Yes, Brown is taking the piss because don't look now bro but you 100 hour wonder ambo course is showing,

But the big thing would be oxygen which is a bls skill. The iv size is more for the facility if he needs blood or surgery.

Why is oxygen the most important thing?

Do you think any anaesthetist is going to use your crappy prehospital line to give blood products?

You and the bloke who posted this would be good working together
 
Do you think any anaesthetist is going to use your crappy prehospital line to give blood products?

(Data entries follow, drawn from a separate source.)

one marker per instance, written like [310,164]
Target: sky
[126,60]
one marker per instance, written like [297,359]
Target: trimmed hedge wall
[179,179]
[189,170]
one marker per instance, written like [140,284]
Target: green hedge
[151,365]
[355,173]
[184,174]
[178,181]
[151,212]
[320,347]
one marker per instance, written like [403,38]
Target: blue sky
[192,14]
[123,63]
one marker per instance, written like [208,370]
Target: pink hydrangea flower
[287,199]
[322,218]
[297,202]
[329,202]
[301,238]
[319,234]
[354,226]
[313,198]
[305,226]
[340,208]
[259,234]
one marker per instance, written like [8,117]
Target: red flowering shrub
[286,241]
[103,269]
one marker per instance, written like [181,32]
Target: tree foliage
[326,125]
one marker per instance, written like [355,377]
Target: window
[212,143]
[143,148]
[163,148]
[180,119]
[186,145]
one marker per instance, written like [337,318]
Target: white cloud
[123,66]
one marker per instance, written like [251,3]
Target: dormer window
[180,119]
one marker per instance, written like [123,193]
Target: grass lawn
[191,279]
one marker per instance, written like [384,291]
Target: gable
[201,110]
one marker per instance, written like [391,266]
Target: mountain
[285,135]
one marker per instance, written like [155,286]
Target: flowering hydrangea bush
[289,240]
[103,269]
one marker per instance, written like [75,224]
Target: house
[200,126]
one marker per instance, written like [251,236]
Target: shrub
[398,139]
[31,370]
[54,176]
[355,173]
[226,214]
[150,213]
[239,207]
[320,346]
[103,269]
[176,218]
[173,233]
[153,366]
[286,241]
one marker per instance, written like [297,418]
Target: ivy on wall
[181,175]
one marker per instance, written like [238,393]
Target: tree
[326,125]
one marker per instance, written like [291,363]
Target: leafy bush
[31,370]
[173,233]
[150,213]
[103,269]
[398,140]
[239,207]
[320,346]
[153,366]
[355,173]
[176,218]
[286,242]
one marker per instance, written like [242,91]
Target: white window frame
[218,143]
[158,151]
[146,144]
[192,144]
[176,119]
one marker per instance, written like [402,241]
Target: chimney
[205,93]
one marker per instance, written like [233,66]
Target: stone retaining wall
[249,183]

In fairness, actually they do. :unsure:
 
In fairness, actually they do. :unsure:

Some here might .... but if this bloke was that crook they'd put in a central line

I love you two. XD

Brown loves you too mate but remember you have to compete with Mrs Brown, however many daughters the Brown's end up having, Brown's home made burritos and guac and sleep.

Um, .... how much did you love Brown again? :D
 
Some here might .... but if this bloke was that crook they'd put in a central line
Most here would too, but I've seen my crappy prehospital lines:ph34r::D used to infuse blood while the IJ is set up(or femoral if the ED doc is doing it, which raises the question, why does EM seemingly ONLY do femorals?) many times.
 
We done putting the boots to the OP?

Metacommunicatonally speaking, (i.e., off thread) folks using handheld devices tend to exhibit parapgraph and punctuational deficits. Versus us longwinded sitdown keyboarders..:blush:

I consider this to be a ventilation session, and note that the OP hasn't gotten into post/reply fights with the repliers.
 
Some here might .... but if this bloke was that crook they'd put in a central line



Brown loves you too mate but remember you have to compete with Mrs Brown, however many daughters the Brown's end up having, Brown's home made burritos and guac and sleep.

Um, .... how much did you love Brown again? :D

Depends on how many burritos you're making ;p
 
(or femoral if the ED doc is doing it, which raises the question, why does EM seemingly ONLY do femorals?) many times.